Monday, August 20, 2007

Votes, Boats and TV Woes

Hello again sports fans. It's been a busy week in Jakarta, what with Mr. Bowo snatching election victory by a moustache’s width at the finishing line. Indonesia's only satirical TV show, Drunken Republic, depicted Mr. Bowo sporting a huge plaster on his upper lip after the Governor elect had urged voters to pierce his moustache on their ballot papers. Well done indeed and long may the show continue to puncture the proud and pompous leaders of this land.

Actually, a colleague of mine told me that his Indonesian wife had taken their young son into the polling booth and simply asked him which candidate she should choose. "The lovely moustache mummy, like on TV," he replied, pointing at the ballot paper. Now six-year-olds don't actually have the vote in Indonesia, which does beg the question why Mr. Bowo seemed to pitch his election advertisements to exactly that age group.

So then, another five years of the backroom boys for the capital. Personally, life in Fauzi's Jakarta has already turned sour from me with the removal of English Premier League football from our screens. PT. Direct Vision Astro, a company I would bet few people here had ever heard of before last week, have outbid Kabelvision, Indovision and the free local terrestrial channels for the rights to show English soccer.

Whether this hugely annoying occurrence will provoke a stampede for Astro connections remains to be seen. However, when we tried to phone Astro from my office last week all we could get was an answer phone message, so I guess that answers my question. I wish we had all been told a little sooner about this epochal change; as it stands it's probably going to take weeks to straighten this mess out.

Your average Indonesian chap, of course, is quite partial to watching the EPL of a Saturday evening on the local channel TV7. In the wake of its absence, your workaday, down at heel Jakartan gentleman will have to seek out some other low-cost entertainment to indulge in after dark on Saturday. Perhaps there will be a mini baby boom nine months hence as a result. What use is my Kabelvision connection now though? Am I going to have to watch the insufferable Oprah Winfrey smugly backslapping celebrities and ex rehab patients from now on? It doesn't bear thinking about.

In an attempt to prove that there must be more to life than soccer and shopping plazas, I thought I'd head up to one of the few places in town that I haven't yet denigrated in the Sunday Post, namely Sunda Kelapa, the old colonial and still active port at the top end of Kota. After getting a taxi to Jakarta's northernmost border from the end of the busway and accidentally giving the driver Rp.100,000 instead of Rp.10,000 (curse these new notes) I found myself breathing in clean(ish) sea air.

The docks themselves are wonderfully old and dilapidated and you can spend a very enjoyable afternoon wandering around, letting the ghosts of the colonial past wash over you. There are plenty of colorful and weather-beaten ships to take pictures of. Most of them are crewed by even more colorful and weather-beaten old coves. I took a few snaps and after a while, I sat down and had a rest from the walking and the endless cries of, "Yo ho ho, hello mister" that were being launched in my direction.
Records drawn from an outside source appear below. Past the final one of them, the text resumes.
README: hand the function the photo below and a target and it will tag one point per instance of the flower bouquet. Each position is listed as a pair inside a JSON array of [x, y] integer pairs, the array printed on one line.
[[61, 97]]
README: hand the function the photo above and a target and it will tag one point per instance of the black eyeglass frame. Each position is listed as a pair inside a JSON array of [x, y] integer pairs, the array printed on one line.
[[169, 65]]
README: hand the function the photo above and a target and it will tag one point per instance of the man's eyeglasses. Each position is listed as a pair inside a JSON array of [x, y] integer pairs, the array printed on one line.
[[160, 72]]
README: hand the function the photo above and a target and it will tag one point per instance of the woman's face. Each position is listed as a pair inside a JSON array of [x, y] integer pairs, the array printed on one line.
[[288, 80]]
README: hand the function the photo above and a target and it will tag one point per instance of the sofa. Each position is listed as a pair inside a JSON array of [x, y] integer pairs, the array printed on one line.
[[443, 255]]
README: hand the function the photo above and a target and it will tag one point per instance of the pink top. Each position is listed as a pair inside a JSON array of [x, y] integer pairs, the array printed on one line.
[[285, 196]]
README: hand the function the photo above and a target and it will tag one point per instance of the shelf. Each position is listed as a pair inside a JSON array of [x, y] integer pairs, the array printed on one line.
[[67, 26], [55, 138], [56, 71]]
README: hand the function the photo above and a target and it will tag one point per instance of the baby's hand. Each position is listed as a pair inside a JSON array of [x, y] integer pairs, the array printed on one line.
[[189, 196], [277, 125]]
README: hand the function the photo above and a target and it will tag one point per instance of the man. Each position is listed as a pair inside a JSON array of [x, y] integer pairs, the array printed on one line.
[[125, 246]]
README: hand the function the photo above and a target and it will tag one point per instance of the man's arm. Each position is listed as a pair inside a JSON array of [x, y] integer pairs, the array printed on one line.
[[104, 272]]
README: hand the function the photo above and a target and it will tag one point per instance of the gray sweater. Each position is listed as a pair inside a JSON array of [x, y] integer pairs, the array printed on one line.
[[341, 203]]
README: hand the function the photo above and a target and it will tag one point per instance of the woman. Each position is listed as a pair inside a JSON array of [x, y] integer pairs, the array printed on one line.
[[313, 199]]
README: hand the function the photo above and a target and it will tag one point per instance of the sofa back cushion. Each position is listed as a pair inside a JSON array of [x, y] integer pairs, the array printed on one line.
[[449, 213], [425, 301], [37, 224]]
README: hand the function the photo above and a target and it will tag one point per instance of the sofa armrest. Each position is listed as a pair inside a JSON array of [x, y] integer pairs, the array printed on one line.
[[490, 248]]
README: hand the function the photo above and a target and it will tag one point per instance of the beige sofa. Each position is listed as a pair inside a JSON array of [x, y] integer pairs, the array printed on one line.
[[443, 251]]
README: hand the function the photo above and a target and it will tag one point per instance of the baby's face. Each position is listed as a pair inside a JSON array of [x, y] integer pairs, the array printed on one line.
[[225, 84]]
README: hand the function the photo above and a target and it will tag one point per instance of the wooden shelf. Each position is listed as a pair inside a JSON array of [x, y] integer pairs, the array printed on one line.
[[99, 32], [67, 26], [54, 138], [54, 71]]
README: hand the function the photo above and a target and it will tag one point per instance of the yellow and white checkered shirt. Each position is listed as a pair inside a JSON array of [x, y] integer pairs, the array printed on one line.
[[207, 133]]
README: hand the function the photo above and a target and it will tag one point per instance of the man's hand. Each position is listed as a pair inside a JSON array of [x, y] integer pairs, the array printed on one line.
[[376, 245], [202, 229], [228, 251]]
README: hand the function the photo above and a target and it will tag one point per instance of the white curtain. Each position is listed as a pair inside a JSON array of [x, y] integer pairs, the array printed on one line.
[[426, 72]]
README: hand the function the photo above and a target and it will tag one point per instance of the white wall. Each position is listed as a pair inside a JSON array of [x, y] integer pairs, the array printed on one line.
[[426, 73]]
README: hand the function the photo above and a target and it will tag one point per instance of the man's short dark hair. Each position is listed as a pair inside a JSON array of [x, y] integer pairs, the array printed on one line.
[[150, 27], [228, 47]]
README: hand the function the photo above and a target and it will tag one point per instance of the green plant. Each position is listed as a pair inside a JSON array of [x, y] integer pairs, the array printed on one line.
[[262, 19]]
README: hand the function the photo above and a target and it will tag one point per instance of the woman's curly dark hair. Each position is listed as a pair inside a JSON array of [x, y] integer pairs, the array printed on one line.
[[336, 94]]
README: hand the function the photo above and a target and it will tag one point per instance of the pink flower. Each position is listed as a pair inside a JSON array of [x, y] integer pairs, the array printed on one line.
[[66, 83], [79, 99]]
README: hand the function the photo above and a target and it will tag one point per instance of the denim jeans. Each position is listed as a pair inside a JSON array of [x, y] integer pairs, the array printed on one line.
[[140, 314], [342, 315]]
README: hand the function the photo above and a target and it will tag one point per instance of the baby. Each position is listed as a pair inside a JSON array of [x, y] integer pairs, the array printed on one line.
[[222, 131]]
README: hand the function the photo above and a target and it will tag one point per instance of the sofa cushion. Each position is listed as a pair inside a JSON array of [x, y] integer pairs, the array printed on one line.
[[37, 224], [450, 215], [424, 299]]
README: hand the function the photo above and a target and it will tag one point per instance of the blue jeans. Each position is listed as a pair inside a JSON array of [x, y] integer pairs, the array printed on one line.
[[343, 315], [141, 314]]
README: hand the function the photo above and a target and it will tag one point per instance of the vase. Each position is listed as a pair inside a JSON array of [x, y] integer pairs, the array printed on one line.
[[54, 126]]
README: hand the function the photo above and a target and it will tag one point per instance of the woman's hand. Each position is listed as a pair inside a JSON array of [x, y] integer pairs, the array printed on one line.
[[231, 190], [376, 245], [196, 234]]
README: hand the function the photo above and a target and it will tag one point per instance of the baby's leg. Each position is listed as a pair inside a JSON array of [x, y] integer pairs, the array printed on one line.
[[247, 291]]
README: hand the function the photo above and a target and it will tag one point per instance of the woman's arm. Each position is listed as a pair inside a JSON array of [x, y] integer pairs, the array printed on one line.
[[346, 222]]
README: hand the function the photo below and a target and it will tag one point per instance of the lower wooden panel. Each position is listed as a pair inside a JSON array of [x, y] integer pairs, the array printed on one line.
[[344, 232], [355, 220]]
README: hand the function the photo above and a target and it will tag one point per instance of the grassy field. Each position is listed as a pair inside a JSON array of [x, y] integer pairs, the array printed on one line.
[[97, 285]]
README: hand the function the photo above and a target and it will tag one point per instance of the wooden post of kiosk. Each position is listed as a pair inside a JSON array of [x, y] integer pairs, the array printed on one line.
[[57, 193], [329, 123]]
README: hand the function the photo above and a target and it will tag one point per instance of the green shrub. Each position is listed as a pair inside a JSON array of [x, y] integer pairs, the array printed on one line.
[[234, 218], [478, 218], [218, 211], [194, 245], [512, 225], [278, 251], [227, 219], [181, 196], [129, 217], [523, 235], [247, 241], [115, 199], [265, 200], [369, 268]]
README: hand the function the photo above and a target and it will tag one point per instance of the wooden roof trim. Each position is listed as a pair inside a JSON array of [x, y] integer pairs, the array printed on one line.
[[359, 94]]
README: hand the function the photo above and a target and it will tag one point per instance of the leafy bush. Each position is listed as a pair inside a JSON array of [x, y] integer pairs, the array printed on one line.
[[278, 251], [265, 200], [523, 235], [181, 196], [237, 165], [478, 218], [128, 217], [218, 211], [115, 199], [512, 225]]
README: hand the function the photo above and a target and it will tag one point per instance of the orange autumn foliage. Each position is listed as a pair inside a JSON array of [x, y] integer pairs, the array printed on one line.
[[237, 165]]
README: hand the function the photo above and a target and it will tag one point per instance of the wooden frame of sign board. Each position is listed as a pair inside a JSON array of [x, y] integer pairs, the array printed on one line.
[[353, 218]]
Then, over the battered warehouses and loading cranes, I spied something. I stood up and saw a brand, spanking new building called the Marina Batavia sticking out like a sore thumb amongst the decrepit functionalism of Sunda Kelapa. I walked around to the entrance to investigate.

A security guard was a nice chap and told me that Marina Batavia, Mr. Sutiyoso's final great project, was just nearing completion and should be opening very soon. Ah!! Even up here I couldn't get away from the city administration and their pet projects. Mr. Security took me on a ride around the complex on his scooter and told me what was going on. Apparently, the new marina is set to rival the one at Ancol just a little bit further east along the coast. It will soon be running trips and tours to the Thousand Islands chain (Pulau Seribu) whilst the huge marina building itself will house restaurants, billiard halls and even karaoke lounges.

I made a mental note to return when the place opens and headed back to the civilising calm of (ex?) Governor Sutiyoso's dubious legacy project, the busway (alas, there's no karaoke at the bus stops yet). I've written about the Thousand Islands before in this column but would again urge people to have a few days holiday there, either via Ancol or the new, sexy Marina Batavia when it opens. Too few people seem to know how close they are to paradise. It's simply a question of navigating a path through the 15 km wide band of effluent and industrial pollution that engulfs the capital's coastline before alighting on the clean tropical atolls at the far end of the Thousand Island chain.

Anyway, rest assured I'll be back soon to check out the Marina when it opens. I'm sure it will all be very decadent, the next best thing to Mr Sutiyoso's original idea of establishing a casino/gambling zone in the Thousand Islands themselves. It's a pity that one didn't come off (I believe the Sharia law brigade poured cold water on the idea). Floating croupiers, bow ties, Martinis, palm fringed glamour. One can but dream. Oh well, back to reality I suppose. I'm off to phone Astro's answering machine again.